I found when I use the above codebase, footnotes that are cited within the text of the cells within the table are then not included in the output table. Is there a way to keep these footnotes in the output?
@ln22 As I can see footnotes are exported to markdown. Could you please attach your sample input and expected output documents here for out reference? This will help us to better understand your requirements.
Sorry I was mistaken. Thanks for your help.
Hello,
I followed the code you showed and it was working great but now getting a very strange error when try to stream aspose table object to string with output_aspose_format=aw.SaveFormat.HTML. Here is my code and error:
Code:
def aspose_table_to_string(aspose_w_table_node: aw.Node, output_aspose_format: aw.SaveFormat) -> str:
"""
Takes in aspose words table objet and turns into table output string
:param aspose_w_table_node: Table node object from aspose
:type aspose_w_table_node: aw.Node
:param output_aspose_format: aspose save format
:type output_aspose_format: aw.SaveFormat
:return: table output string
:rtype: str
"""
try:
# Convert the table data to specified format
tmp = aw.Document()
tmp.first_section.body.prepend_child(tmp.import_node(aspose_w_table_node, True))
output_stream = BytesIO()
tmp.save(output_stream, output_aspose_format)
output_stream.seek(0)
table_str = output_stream.read().decode('utf-8')
return table_str
except Exception as e:
logging.info(f"Failed to convert table object to string with error {e}."
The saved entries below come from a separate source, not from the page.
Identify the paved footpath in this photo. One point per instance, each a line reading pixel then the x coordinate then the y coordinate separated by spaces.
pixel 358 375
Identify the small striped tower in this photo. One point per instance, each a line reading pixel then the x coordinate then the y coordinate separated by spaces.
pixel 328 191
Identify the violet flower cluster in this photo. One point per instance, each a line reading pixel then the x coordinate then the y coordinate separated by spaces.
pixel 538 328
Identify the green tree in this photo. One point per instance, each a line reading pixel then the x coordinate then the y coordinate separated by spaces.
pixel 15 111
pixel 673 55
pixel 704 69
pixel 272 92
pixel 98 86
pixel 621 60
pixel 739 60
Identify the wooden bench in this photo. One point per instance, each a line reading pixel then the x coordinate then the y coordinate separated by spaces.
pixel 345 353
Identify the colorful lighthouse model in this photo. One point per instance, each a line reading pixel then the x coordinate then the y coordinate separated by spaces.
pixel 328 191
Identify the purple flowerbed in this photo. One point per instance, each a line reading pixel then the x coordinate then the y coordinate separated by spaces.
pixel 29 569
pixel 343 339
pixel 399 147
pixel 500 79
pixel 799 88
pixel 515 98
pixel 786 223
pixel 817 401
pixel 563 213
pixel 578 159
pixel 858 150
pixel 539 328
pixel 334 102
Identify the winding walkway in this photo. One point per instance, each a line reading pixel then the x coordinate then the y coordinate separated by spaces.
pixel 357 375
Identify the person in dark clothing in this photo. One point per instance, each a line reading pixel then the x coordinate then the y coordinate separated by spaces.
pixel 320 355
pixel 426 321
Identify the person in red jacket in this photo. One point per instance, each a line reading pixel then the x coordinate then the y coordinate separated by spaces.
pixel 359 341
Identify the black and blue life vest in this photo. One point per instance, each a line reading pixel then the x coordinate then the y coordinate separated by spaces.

f"Empty string will be returned.")
return ""
Error:
RuntimeError('Proxy error(InvalidOperationException): Image file cannot be written to disk. When saving to a stream or to a string either ImagesFolder should be specified, or custom streams should be provided via ImageSavingCallback, or ExportImagesAsBase64 should be set to true. Please see documentation for details.')
Any idea of how to fix this error?
Here is an example doc with table that throws this error:
Aspose_testing_table_with_image.docx (21.4 KB)
@ln22 There is an image in your table. You can simply specify HtmlSaveOptions.export_images_as_base64
property to export images as embedded base64 in HTML, just like suggested in the exception message.
That update worked great and led to even better outputs than before. Thanks so much!